Primary cutaneous large B-cell lymphoma, leg type has been individualized from nodal diffuse large B-cell lymphoma. The objective of this study was to screen primary cutaneous large B-cell lymphoma, leg type for genetic alterations recently described in nodal diffuse large B-cell lymphoma. Skin biopsies from 23 patients were analyzed for IRF4, BCL2, BCL6, and MYC expression. FISH testing was performed for BCL2, BCL6, MYC with separation probes and for CDKN2A and PRDM1/BLIMP1 deletion. Multiple sequential FISH analyses with up to six probes were performed to define samples with multiple cytogenetic alterations. MYD88 mutations were studied by Sanger sequencing. All cases but one displayed at least one genetic alteration (96%). Nine patients exhibited a single genetic mutation and 12 combined several alterations (52%). We observed a split for BCL2, BCL6, or MYC in 1/23, 6/23, and 3/23 of cases, respectively. No double-hit lymphoma was observed. CDKN2A deletion was detected by FISH in only 5/23 cases. BLIMP1 and/or 6q deletion was observed at a higher rate in 10/20 of cases. No correlation between rearrangement and immunohistochemical expression was found for BCL2 or MYC. FISH tracking of sequential hybridizations showed that several alterations were carried by the same nuclei. The p.L265P MYD88 mutation was found in 11/18 (61%) of cases. Contrary to most cutaneous lymphomas that rarely harbor primary genetic alteration of their nodal histological equivalent, primary cutaneous large B-cell lymphoma, leg type seems to be a 'cutaneous counterpart' of activated B-cell-like diffuse large B-cell lymphoma with a similar cytogenetic profile and a high rate of MYD88 oncogenic L265P mutation. This also suggests a common lymphomagenesis with NF-κB activation, strong IRF4 expression and terminal B-cell differentiation blockage. Our data support the use of therapies targeting NF-κB, as most patients displayed disease progression and resistance to conventional therapies.

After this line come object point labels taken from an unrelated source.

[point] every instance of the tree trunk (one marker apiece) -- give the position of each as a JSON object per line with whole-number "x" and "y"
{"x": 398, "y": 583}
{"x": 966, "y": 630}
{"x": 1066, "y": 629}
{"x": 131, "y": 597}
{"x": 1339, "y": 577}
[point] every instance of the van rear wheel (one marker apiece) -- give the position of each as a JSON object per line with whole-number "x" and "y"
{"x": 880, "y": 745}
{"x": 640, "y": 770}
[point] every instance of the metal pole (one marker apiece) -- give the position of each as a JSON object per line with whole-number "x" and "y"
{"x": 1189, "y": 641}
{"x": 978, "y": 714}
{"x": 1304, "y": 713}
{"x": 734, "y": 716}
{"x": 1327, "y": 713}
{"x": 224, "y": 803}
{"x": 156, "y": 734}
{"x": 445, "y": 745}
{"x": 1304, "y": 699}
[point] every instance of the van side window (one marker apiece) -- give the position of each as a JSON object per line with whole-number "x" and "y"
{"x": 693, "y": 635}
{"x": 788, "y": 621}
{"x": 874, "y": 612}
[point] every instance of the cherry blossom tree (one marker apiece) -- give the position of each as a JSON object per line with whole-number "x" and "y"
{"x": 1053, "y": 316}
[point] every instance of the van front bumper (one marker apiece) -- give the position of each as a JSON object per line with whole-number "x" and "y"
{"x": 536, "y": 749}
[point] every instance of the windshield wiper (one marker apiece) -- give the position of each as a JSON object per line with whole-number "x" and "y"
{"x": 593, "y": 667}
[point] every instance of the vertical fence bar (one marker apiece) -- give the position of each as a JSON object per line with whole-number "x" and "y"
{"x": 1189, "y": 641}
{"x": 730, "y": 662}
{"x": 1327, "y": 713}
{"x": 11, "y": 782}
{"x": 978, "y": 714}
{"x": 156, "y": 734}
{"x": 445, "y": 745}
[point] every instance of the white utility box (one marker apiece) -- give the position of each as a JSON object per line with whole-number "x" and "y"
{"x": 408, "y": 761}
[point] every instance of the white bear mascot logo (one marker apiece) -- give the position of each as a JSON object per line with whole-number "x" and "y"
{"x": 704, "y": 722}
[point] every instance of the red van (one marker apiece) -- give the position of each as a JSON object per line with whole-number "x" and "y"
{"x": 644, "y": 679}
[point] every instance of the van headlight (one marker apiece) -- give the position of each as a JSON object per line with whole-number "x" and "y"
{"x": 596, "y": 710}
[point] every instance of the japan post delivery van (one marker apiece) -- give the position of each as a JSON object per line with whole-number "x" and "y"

原发性皮肤大 B 细胞淋巴瘤,腿型已从结内弥漫性大 B 细胞淋巴瘤中分离出来。本研究的目的是筛选最近在结内弥漫性大 B 细胞淋巴瘤中描述的原发性皮肤大 B 细胞淋巴瘤,腿型的遗传改变。对 23 例患者的皮肤活检进行了 IRF4、BCL2、BCL6 和 MYC 表达的分析。使用分离探针进行了 BCL2、BCL6、MYC 的 FISH 检测,以及 CDKN2A 和 PRDM1/BLIMP1 缺失的检测。进行了多达 6 个探针的多次连续 FISH 分析,以确定具有多种细胞遗传学改变的样本。通过 Sanger 测序研究了 MYD88 突变。除 1 例外,所有病例均显示至少一种遗传改变(96%)。9 例患者表现出单一基因突变,12 例患者联合多种改变(52%)。我们观察到在 23 例病例中的 1/23、6/23 和 3/23 分别出现了 BCL2、BCL6 或 MYC 的分裂。未观察到双打击淋巴瘤。FISH 在仅 5/23 例中检测到 CDKN2A 缺失。在 10/20 的病例中观察到 BLIMP1 和/或 6q 缺失的发生率更高。在 BCL2 或 MYC 中,未发现重排与免疫组化表达之间的相关性。对连续杂交的 FISH 跟踪显示,几个改变由相同的核携带。在 18 例中的 11 例(61%)发现了 p.L265P MYD88 突变。与很少携带与其结内组织学等效物的原发性遗传改变的大多数皮肤淋巴瘤相反,原发性皮肤大 B 细胞淋巴瘤,腿型似乎是激活 B 细胞样弥漫性大 B 细胞淋巴瘤的“皮肤对应物”,具有相似的细胞遗传学特征和高 MYD88 致癌 L265P 突变率。这也表明共同的淋巴瘤发生与 NF-κB 激活、强烈的 IRF4 表达和末端 B 细胞分化阻断有关。我们的数据支持使用针对 NF-κB 的治疗方法,因为大多数患者表现出疾病进展和对常规治疗的耐药性。